O desaparecimento do Grupo Alibaba após o seu grande Festival de Compras Single Day 11.11, tinha gerado muitas expectativas no sector para saber quais seriam realmente os números da empresa. Agora o seu silêncio é compreensível. Comunicar resultados como estes não é fácil, e ainda menos para uma das maiores plataformas de vendas online do mundo.

O gigante chinês do comércio eletrónico, Alibaba, anunciou perdas de 2,9 mil milhões de dólares (2.804,1 milhões de euros) no terceiro trimestre e um aumento do volume de negócios de apenas 3% em relação ao ano anterior, atingindo 207,1 mil milhões de yuan (27.932,9 milhões de euros) no período entre julho e setembro.

Diz-se que estas perdas estão relacionadas com o contexto que a empresa tem sofrido nos últimos meses, uma vez que tem sido “atingida” duramente pelo abrandamento económico na China e pelo aperto dos regulamentos.
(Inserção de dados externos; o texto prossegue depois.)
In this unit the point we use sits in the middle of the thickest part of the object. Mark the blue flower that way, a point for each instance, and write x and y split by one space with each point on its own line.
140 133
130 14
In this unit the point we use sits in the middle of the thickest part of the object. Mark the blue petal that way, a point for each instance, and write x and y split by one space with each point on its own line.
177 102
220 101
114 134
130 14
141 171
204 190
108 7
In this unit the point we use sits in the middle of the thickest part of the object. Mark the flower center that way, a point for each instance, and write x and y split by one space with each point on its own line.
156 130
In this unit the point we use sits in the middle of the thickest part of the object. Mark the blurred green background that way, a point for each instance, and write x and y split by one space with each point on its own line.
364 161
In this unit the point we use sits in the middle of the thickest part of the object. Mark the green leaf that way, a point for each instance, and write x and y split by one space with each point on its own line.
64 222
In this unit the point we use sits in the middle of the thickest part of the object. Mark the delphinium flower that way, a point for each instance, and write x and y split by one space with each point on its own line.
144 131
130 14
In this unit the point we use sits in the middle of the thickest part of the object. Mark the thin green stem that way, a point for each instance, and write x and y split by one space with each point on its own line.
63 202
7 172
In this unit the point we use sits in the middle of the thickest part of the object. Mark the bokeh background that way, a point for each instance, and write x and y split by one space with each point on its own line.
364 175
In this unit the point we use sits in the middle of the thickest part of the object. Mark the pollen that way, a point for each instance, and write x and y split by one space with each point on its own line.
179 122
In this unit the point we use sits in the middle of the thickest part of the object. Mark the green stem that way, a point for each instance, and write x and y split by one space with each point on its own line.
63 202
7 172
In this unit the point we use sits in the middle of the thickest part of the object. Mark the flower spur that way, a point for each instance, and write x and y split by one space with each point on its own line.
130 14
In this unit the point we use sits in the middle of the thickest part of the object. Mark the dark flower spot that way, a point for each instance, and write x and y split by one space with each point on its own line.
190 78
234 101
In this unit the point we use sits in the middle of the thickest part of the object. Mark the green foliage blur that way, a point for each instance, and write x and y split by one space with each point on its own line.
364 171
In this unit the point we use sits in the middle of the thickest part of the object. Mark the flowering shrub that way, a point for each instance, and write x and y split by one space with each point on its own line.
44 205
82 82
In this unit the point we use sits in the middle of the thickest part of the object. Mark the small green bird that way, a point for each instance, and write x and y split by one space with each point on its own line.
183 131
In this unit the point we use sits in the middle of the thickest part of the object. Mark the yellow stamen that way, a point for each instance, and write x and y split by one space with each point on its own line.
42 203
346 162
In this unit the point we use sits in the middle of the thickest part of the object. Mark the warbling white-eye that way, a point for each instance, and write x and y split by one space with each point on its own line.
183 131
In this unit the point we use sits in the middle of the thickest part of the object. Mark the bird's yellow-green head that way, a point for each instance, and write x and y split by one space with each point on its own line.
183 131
A empresa reportou uma perda líquida atribuível aos accionistas ordinários de 20,6 mil milhões de yuan (2.778,45 milhões de euros) contra estimativas de um lucro de 18,8 mil milhões de yuan (2.535,81 milhões de euros), após ajustamento para investimentos de mercado.
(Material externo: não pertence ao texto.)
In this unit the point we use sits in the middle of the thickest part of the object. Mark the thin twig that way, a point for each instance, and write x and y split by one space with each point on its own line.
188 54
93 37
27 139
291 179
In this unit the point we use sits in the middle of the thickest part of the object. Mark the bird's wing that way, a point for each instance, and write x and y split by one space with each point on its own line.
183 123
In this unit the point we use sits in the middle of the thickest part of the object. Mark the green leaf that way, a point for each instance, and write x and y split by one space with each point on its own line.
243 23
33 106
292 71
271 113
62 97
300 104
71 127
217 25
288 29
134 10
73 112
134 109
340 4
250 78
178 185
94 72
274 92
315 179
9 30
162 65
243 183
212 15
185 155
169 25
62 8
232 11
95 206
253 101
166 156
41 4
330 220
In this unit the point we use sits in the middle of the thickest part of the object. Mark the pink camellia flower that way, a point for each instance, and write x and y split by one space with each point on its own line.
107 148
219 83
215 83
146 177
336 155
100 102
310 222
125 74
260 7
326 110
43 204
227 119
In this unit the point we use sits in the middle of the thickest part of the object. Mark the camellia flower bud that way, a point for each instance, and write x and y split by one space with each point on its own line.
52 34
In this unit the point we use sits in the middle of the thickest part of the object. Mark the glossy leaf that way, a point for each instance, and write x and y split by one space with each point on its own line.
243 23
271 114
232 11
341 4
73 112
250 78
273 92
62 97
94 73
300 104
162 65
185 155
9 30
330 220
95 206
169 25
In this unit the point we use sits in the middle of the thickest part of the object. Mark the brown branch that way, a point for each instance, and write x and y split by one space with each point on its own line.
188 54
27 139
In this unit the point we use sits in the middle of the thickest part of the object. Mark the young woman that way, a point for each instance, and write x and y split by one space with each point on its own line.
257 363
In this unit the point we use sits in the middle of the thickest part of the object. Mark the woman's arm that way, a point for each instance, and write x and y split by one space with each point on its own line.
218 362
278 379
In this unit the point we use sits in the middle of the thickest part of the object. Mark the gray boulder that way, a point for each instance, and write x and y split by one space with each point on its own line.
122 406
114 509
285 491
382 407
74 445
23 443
Numa declaração, Alibaba salientou que a perda se devia principalmente a um “declínio nos preços de mercado dos nossos investimentos em empresas cotadas em bolsa”, entre outros factores. A empresa anunciou também que irá aumentar o seu programa de recompra de acções em 15 mil milhões de dólares adicionais (14.511,5 milhões de euros) e prolongá-lo até ao final do ano fiscal de 2025.

Algumas das linhas de negócio destacadas pela empresa como tendo as maiores quedas nas encomendas foram a Lazada e a AliExpress, que teriam sido parcialmente compensadas pelo forte crescimento das encomendas da Trendyol.
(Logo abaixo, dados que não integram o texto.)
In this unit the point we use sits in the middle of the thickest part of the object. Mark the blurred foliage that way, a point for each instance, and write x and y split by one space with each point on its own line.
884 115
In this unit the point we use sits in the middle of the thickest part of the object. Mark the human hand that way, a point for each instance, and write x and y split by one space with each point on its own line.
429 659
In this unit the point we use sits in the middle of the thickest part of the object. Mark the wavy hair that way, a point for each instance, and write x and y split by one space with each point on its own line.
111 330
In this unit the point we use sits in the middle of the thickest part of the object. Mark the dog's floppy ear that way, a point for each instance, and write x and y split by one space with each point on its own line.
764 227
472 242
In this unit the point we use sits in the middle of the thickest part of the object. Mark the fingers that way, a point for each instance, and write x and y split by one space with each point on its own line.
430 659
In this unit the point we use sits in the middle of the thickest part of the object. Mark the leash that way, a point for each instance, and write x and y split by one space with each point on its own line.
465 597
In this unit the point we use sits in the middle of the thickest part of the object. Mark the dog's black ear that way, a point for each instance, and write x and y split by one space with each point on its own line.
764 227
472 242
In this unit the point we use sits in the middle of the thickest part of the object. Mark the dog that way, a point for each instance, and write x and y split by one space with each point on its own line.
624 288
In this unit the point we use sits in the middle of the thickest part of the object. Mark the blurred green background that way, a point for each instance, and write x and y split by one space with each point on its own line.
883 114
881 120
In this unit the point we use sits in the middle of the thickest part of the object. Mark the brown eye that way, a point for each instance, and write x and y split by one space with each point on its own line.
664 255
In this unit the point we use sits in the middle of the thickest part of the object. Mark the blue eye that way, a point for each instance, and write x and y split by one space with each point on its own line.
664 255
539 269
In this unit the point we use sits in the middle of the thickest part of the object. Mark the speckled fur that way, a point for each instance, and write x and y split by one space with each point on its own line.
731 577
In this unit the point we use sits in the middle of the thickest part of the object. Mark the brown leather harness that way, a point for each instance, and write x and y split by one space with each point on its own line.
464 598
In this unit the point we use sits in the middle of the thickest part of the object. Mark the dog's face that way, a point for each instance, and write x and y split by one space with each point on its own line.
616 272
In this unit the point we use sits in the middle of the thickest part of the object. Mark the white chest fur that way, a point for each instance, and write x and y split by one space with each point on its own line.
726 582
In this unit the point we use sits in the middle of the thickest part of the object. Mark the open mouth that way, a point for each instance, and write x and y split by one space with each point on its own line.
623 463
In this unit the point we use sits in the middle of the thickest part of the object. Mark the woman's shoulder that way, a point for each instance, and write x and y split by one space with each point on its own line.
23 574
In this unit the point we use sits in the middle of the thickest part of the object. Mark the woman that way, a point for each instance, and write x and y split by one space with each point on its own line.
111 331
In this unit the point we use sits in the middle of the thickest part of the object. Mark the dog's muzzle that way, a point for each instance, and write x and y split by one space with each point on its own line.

Alcançámos resultados sólidos neste último trimestre apesar dos contínuos desafios no ambiente macro, o que é uma prova do nosso modelo de negócio resiliente e da nossa proposta de valor inigualável para o cliente.

Daniel Zhang, presidente e director executivo do Grupo Alibaba

Enquanto que o CFO Toby Xu fez questão de destacar alguns dos dados: “Conseguimos mais um trimestre de crescimento saudável das receitas de 3% numa base anual, apesar do impacto do ressurgimento da COVID-19 na China sobre a procura dos consumidores, bem como do abrandamento do comércio transfronteiriço devido ao aumento dos custos logísticos e da volatilidade cambial. Com uma forte posição líquida de caixa e geração de fluxo de caixa, em 16 de Novembro de 2022, tínhamos recomprado aproximadamente 18 mil milhões de dólares das nossas acções ao abrigo do nosso programa de recompra de acções existente de 25 mil milhões de dólares. Além disso, a nossa direcção aprovou a prorrogação do programa de recompra de acções por mais 15 mil milhões de dólares e a prorrogação do programa até ao final do ano fiscal de 2025”.